By contrast, a void kith user might create a shield around himself by creating a boundary around himself which robs incoming kinetic energy to dissipate, protecting himself to some degree from projectiles, or may teleport short distances by effectively compressing the space between here and there.
This is fundamentally different from Wild Kith, which, by the accounts the Elder Races have been willing to provide us, was far more multi-dimensional in its usage and was believed to even have, factual or not, particular moralities deemed to have been part of the very nature of some strains of it. Contrast that with today’s kith in which any alignment with moral principles is an easily-demonstrated illusion perpetrated by extremists of either star or void kith seeking to portray the other has somehow less than savory.

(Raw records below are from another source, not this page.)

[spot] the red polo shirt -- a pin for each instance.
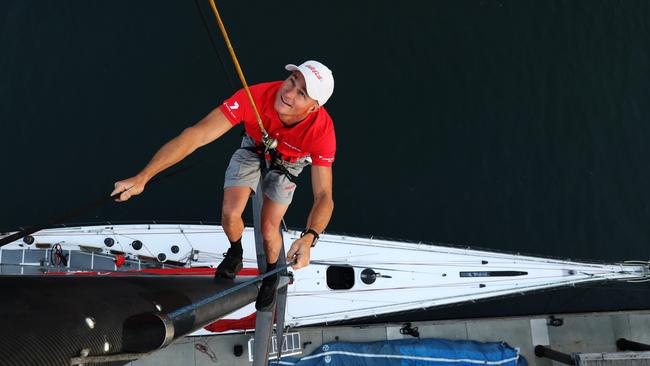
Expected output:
(313, 136)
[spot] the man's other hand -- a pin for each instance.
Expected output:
(299, 252)
(129, 187)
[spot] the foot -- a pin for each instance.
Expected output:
(231, 264)
(266, 296)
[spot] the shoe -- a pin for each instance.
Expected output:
(266, 296)
(230, 265)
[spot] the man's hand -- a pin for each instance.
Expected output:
(129, 187)
(300, 252)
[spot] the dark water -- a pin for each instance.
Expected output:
(511, 125)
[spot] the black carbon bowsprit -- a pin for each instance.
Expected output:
(47, 320)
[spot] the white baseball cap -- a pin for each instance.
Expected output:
(319, 79)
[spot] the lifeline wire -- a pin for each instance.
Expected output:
(82, 209)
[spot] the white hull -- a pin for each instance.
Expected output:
(408, 276)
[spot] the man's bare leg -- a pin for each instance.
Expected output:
(272, 213)
(234, 203)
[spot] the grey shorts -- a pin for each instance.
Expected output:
(244, 171)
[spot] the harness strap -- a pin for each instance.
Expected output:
(274, 163)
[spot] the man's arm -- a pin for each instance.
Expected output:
(319, 217)
(210, 128)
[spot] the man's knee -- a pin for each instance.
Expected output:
(230, 216)
(270, 230)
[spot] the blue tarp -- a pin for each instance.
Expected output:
(410, 352)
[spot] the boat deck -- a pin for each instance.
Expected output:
(594, 332)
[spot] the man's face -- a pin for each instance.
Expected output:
(292, 101)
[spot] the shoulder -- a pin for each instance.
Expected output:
(324, 123)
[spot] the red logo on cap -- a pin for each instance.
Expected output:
(313, 69)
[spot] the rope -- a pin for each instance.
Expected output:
(269, 142)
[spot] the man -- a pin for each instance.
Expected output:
(292, 113)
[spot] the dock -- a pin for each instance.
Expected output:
(589, 333)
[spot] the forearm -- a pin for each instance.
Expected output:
(321, 213)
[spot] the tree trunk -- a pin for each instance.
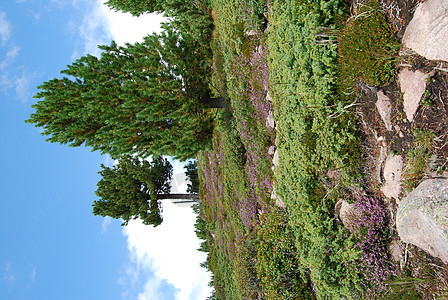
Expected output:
(213, 102)
(191, 197)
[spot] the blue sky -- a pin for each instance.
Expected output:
(51, 245)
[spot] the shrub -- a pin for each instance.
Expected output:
(369, 226)
(367, 48)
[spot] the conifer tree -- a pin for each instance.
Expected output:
(146, 98)
(133, 189)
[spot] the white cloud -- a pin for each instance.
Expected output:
(20, 83)
(166, 254)
(169, 252)
(100, 25)
(5, 28)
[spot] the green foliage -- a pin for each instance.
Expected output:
(417, 158)
(316, 134)
(144, 98)
(367, 48)
(277, 260)
(192, 175)
(129, 190)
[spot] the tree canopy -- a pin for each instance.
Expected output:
(129, 190)
(191, 171)
(146, 98)
(190, 16)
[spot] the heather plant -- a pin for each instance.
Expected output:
(368, 224)
(315, 136)
(277, 260)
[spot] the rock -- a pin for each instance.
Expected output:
(393, 168)
(412, 85)
(384, 107)
(395, 250)
(277, 199)
(383, 156)
(422, 217)
(427, 33)
(270, 120)
(344, 211)
(275, 158)
(268, 97)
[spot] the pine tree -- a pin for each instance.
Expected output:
(147, 98)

With that said, there does appear to be a somewhat strong correlation between certain stereotypes around emotional makeup in many kith users. Star kith users tends towards the volatile and unpredictable, while void kith users often exhibit characteristics of calm rationality and serenity.
[Translator's note: It should be noted that as the Shen have a strong racial preference for void kith over star kith - perhaps owing to their ancient association with the Utan Mir - the esteemed historian's characterization of void vs. star kith users should be taken with a grain of Danalian redsalt.]